Yönetmenin bir anlık dikkatsizliği karşı koltuktan kendi koltuğuna doğru yürürken Serdar Ortaç’ı geniş açı aldı ve biz o üstteki sağlıklı duruşu verebilmek için aşağıda her adımda verilen mücadeleyi gördük.
Orada kopmuşum...
İkimizin de içi geçmiş
Kendime galiba İbrahim Tatlıses’le aynı anda geldim.
Böyle belli belirsiz “Leylim Ley” söylüyorduk ikimiz de...
Ama ekipteki en iyi uyku arkadaşı kim derseniz, Tatlıses değil, Hande Yener.
Kadın tarih dersinde bir koydu sıraya kafayı, uyandığında coğrafyaydı. REM uykusu derin ama horlama falan yok.
Orkestra ve vokalistler
Şarkı söyleyen konuklardan her biri başka alanda müzik yapıyor. Yaptıkları işte yorumculukları ve kişilikleri çok baskın.
Koca bir orkestra sürekli bir tarzdan diğerine adapte olmaya çalışıyordu.
Olamadı.
Kimine ağır geldiler, kimine yavaş. Sanatçılar müdahale etmeye çalışıyordu. El kol hareketleriyle vokalistlerden şarkıya katılmalarını, darbuka ve perküsyonların öne çıkmasını istiyorlardı.
Ama koordinasyon bir türlü kurulamadı.
Sinirli bakışlar fırlatıldı. Şarkıcılarla çalgıcılar Seferoğulları-Tellioğulları tansiyonu yaşadılar bütün gece.
Düğme yok ki kavuşsun
Gülücükler, danslar, espriler, sağa sola iltifatlar... Bülent Ersoy çok uzun zamandır görünmediği kadar “keyfi yerinde” görünüyordu.
Mesela tam şarkıya girecekken Seda Sayan’ın araya dalmasına sinirlenmedi.
Fakat onun kıyafeti çok tuhaftı. Göbeğe kadar inen bir göğüs dekoltesi vardı.
Düğme yok ki kavuşsun. Öne eğilince haliyle dışarı doğru bombe de yapıyor.
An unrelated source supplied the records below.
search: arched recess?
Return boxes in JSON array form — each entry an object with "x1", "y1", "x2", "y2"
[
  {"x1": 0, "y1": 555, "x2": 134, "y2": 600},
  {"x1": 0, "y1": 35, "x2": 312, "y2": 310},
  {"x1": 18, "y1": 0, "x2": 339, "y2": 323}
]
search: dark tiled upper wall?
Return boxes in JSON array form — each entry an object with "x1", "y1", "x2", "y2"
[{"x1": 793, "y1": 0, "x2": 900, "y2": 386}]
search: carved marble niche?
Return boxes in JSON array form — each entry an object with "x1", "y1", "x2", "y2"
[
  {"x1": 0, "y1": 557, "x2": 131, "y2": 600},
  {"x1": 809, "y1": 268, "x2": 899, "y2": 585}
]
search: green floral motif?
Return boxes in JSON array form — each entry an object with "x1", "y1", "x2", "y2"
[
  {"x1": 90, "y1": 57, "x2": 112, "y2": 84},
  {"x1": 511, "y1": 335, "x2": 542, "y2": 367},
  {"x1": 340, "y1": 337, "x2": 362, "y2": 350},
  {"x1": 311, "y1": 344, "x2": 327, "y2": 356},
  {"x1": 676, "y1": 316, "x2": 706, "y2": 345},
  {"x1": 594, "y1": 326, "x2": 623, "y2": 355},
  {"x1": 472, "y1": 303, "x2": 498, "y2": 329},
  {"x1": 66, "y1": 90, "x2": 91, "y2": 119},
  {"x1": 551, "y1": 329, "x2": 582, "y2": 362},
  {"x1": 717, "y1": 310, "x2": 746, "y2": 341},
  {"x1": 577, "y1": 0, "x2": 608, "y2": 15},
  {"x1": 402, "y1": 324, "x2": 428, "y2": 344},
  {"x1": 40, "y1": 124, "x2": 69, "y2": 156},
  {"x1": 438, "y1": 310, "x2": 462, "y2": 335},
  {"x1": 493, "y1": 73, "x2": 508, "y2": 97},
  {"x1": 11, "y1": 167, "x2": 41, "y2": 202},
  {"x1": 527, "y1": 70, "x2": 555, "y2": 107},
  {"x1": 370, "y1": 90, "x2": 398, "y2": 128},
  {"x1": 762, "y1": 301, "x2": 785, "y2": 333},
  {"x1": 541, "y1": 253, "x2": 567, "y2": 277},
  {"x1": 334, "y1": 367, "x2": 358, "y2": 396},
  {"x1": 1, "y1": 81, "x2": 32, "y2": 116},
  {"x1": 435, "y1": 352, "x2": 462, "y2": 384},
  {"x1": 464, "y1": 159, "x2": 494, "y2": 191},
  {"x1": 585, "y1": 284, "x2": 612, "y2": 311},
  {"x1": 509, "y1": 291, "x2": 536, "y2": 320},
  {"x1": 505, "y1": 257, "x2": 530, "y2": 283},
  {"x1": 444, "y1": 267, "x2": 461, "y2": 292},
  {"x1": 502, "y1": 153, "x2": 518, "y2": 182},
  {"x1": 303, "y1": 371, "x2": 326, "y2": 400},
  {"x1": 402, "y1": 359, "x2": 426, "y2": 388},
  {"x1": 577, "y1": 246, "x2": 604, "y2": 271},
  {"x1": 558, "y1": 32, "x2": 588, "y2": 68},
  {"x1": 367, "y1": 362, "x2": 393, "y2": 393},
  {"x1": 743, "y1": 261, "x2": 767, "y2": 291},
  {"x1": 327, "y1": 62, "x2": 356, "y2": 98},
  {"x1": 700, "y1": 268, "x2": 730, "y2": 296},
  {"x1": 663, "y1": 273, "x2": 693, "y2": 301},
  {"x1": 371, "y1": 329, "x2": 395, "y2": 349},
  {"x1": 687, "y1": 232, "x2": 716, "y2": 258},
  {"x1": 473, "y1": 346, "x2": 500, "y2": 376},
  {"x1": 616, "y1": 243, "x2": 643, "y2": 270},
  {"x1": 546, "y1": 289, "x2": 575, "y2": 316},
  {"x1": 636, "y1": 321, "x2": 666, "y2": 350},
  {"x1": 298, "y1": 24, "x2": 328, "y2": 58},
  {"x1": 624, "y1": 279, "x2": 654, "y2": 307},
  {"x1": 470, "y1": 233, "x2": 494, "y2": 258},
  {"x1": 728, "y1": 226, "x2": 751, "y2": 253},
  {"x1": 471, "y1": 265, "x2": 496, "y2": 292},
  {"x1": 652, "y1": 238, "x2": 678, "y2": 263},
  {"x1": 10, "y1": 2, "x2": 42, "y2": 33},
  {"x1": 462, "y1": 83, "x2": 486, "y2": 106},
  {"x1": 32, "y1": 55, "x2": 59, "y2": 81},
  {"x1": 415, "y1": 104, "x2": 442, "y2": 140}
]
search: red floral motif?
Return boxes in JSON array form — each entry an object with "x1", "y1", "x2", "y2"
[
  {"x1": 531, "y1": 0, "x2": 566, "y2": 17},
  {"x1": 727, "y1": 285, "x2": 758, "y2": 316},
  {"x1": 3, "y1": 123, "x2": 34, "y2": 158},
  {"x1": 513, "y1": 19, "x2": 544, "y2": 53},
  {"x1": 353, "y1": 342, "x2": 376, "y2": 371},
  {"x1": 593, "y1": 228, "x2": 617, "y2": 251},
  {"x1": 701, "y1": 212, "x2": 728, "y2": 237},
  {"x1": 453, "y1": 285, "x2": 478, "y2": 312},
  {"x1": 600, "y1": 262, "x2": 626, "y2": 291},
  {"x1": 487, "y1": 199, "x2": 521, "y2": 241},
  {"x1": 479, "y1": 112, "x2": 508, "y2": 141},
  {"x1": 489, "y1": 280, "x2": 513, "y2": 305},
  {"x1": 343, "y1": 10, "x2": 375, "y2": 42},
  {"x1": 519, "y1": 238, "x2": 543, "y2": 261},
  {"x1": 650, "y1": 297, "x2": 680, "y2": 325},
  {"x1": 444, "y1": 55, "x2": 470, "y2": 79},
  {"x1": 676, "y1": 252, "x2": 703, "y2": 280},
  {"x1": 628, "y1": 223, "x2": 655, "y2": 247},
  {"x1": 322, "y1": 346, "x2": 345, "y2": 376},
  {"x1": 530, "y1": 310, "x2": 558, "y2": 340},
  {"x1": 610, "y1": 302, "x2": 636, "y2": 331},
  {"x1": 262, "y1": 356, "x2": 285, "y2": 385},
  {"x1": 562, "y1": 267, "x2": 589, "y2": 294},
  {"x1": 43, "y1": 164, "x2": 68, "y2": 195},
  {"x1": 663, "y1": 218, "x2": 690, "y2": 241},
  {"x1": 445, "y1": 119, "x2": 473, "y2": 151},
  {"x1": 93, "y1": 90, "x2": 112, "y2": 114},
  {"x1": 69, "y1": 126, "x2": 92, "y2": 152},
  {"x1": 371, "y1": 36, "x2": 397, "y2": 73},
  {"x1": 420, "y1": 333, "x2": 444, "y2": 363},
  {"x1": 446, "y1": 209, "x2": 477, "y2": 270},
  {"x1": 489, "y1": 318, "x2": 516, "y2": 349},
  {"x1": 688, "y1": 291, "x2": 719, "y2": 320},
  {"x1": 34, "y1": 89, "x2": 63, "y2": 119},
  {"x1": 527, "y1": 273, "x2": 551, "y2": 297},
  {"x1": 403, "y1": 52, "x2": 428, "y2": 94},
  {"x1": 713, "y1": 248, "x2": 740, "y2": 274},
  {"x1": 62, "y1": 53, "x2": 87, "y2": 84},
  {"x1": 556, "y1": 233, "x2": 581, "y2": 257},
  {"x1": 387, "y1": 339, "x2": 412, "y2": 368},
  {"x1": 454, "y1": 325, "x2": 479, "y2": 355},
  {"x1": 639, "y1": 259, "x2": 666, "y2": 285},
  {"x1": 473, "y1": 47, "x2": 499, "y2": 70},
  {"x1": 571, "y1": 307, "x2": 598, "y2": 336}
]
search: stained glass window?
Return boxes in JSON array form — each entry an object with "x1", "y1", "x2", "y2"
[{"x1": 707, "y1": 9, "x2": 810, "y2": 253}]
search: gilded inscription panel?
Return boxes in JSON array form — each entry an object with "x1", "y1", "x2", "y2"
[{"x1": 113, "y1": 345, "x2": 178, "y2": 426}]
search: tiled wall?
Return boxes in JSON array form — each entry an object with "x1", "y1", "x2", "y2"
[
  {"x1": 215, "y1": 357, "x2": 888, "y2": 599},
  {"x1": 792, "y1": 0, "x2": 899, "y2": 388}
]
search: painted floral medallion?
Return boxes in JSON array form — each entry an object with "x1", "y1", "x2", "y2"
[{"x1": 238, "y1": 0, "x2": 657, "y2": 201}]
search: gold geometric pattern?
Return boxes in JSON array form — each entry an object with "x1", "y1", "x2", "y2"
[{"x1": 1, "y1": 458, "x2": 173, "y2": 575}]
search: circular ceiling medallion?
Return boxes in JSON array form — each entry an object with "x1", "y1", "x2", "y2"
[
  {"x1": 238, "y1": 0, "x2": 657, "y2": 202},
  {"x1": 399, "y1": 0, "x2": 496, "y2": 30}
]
Ha çıktı, ha şimdi çıkacak diye hepimiz stres sahibi olduk ekran başında.
Şafak Sezer için yorum yanlış olur.
Çok yakından takip edemiyorum.
Bazı esprilerini cinsiyetçi buluyorum.
İyi ki Bülent Ersoy o “başından beri” şakasını duymadı.
2021’e çok daha şamatalı girebilirdik.
Kıyafetinden hiç bahsetmeyelim
Yeni bir yıla güzel şeylerden bahsederek girelim, kıyafetinden hiç bahsetmeyelim. Ama en çok Seda Sayan çalıştı.
Arkadaşının düğünü iyi geçsin diye her şeye yetişmeye çalışan nedime havası vardı. Temponun düşmemesi için bütün şarkılarda dans etti.
Fransız askılı yeni yüzü ve ördek dudaklarıyla kameraların en sevdiği açılardan verdi bol bol ama çoğu ziyan oldu.
Tam o sırada kamera “geniş”e çıktı...
Olur o kadar. Artık 90’ların o dev prodüksiyonları, titiz organizasyonları yok.
Pandemi bize 90’lardaki gibi ekran başında bir yılbaşı kutlaması vadetmişti, sözünü tuttu.
Aynı insanlar, aynı yüzler. 20-25 yıl önce, 20-25 yıl sonra.
Her birinin hayatı ne kadar değişmiş. Tam da önümüze serdi. Peki biz?
O çeyrek yüzyılda biz ne kadar değiştik?